To make signatures more legible, add the //type alias// to your code:
type Matrix = List[List[Int]]
which makes the type-name ''Matrix'' stand for ''[ [Integer] ]''.
**5.5.1** Write a function that computes the scalar product with an integer:
$math[ \displaystyle 2 * \left(\begin{array}{ccc} 1 & 2 & 3 \\ 4 & 5 & 6 \\ 7 & 8 & 9 \\ \end{array}\right) = \left(\begin{array}{ccc} 2 & 4 & 6 \\ 8 & 10 & 12 \\ 14 & 16 & 18 \\ \end{array}\right)]
def scalarProd(m: Matrix)(v: Int): Matrix = ???
**5.5.2** Write a function which adjoins two matrices by extending rows (horizontally):
$math[ \displaystyle \left(\begin{array}{cc} 1 & 2 \\ 3 & 4\\\end{array}\right) hjoin \left(\begin{array}{cc} 5 & 6 \\ 7 & 8\\\end{array}\right) = \left(\begin{array}{cc} 1 & 2 & 5 & 6 \\ 3 & 4 & 7 & 8\\\end{array}\right) ]
def hJoin(m1: Matrix, m2: Matrix): Matrix = ???
**5.5.3** Write a function which adjoins two matrices by adding new rows (vertically):
$math[ \displaystyle \left(\begin{array}{cc} 1 & 2 \\ 3 & 4\\\end{array}\right) vjoin \left(\begin{array}{cc} 5 & 6 \\ 7 & 8\\\end{array}\right) = \left(\begin{array}{cc} 1 & 2 \\ 3 & 4 \\ 5 & 6\\ 7 & 8\\ \end{array}\right) ]
def vJoin(m1: Matrix, m2: Matrix): Matrix = ???
**5.5.4** Write a function which adds two matrices, element by element:
def matSum(m1: Matrix, m2: Matrix): Matrix = ???
**5.5.5** Write a function that transposed a matrix:
$math[ \left(\begin{array}{ccc} 1 & 2 & 3 \\ 4 & 5 & 6 \\ 7 & 8 & 9 \\ \end{array}\right)^{T} = \left(\begin{array}{ccc} 1 & 4 & 7 \\ 2 & 5 & 8 \\ 3 & 6 & 9 \\ \end{array}\right)]
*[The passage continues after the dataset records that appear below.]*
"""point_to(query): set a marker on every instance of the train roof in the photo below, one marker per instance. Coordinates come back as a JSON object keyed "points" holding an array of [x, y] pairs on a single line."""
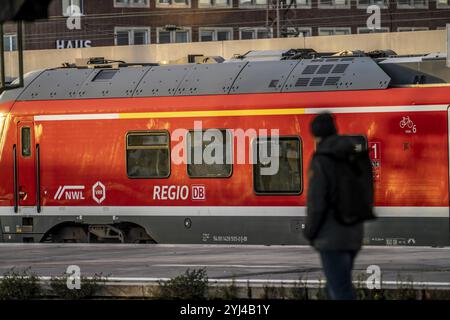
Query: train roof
{"points": [[270, 72]]}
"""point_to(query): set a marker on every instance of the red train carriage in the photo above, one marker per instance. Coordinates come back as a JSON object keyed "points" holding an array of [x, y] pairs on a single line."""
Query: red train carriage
{"points": [[86, 155]]}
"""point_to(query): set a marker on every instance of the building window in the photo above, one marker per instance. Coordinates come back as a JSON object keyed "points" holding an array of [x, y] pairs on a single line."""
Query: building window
{"points": [[220, 165], [215, 34], [252, 3], [67, 7], [131, 36], [180, 35], [367, 30], [406, 29], [334, 31], [10, 42], [173, 3], [131, 3], [365, 3], [298, 32], [288, 179], [412, 4], [215, 3], [255, 33], [334, 4], [148, 154]]}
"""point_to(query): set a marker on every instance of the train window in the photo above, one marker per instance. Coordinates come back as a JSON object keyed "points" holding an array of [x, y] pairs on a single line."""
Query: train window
{"points": [[288, 177], [26, 141], [360, 142], [148, 154], [203, 162]]}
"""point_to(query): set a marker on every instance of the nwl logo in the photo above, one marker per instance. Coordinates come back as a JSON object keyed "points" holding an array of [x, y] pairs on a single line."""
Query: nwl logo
{"points": [[70, 193]]}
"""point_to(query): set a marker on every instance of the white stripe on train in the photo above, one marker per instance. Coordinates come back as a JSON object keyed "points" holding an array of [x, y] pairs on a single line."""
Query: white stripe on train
{"points": [[212, 211], [368, 109]]}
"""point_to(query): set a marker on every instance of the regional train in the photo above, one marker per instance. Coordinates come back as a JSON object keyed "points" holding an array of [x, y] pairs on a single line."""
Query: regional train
{"points": [[96, 154]]}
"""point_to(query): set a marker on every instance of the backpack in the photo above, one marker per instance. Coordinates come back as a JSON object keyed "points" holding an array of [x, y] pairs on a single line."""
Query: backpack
{"points": [[353, 198]]}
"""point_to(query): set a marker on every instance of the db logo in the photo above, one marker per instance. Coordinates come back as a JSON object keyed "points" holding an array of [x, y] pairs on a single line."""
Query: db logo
{"points": [[99, 192], [198, 193]]}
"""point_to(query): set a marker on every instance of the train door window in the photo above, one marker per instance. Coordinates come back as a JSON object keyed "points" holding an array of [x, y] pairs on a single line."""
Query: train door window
{"points": [[148, 154], [26, 141], [359, 142], [204, 160], [288, 177]]}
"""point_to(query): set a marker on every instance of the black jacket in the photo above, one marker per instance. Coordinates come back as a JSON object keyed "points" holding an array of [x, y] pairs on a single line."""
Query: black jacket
{"points": [[322, 229]]}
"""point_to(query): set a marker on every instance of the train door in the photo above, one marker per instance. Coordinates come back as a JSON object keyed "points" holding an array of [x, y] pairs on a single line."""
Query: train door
{"points": [[25, 164]]}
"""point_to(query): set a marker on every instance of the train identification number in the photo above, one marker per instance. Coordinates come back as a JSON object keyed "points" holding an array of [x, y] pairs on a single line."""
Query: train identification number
{"points": [[194, 192]]}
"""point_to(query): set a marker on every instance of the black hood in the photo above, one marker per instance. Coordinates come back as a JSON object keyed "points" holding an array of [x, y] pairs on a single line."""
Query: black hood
{"points": [[336, 145]]}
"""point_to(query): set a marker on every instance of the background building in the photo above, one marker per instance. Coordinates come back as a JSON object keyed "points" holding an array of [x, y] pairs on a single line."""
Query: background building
{"points": [[134, 22]]}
def transposed(m: Matrix): Matrix = ???
**5.5.6** Write a function that computes the matrix product:
$math[ \left(\begin{array}{ccc} 1 & 2 & 3 \\ 4 & 5 & 6 \\ 7 & 8 & 9 \\ \end{array}\right) * \left(\begin{array}{ccc} 1 & 2 \\ 3 & 4 \\ 5 & 6 \\ \end{array}\right) = \left(\begin{array}{ccc} 22 & 28 \\ 49 & 64 \\ 76 & 100 \\ \end{array}\right)]
(For an element of the result $math[a_{ij}] the value is obtained by selecting the i-th row and the j-th column, computing the products of the elements at the same index and adding all those results up:
E. g. 22 = 1 * 1 + 2 * 3 + 3 * 5)
def matrixProd(m1: Matrix, m2: Matrix): Matrix = ???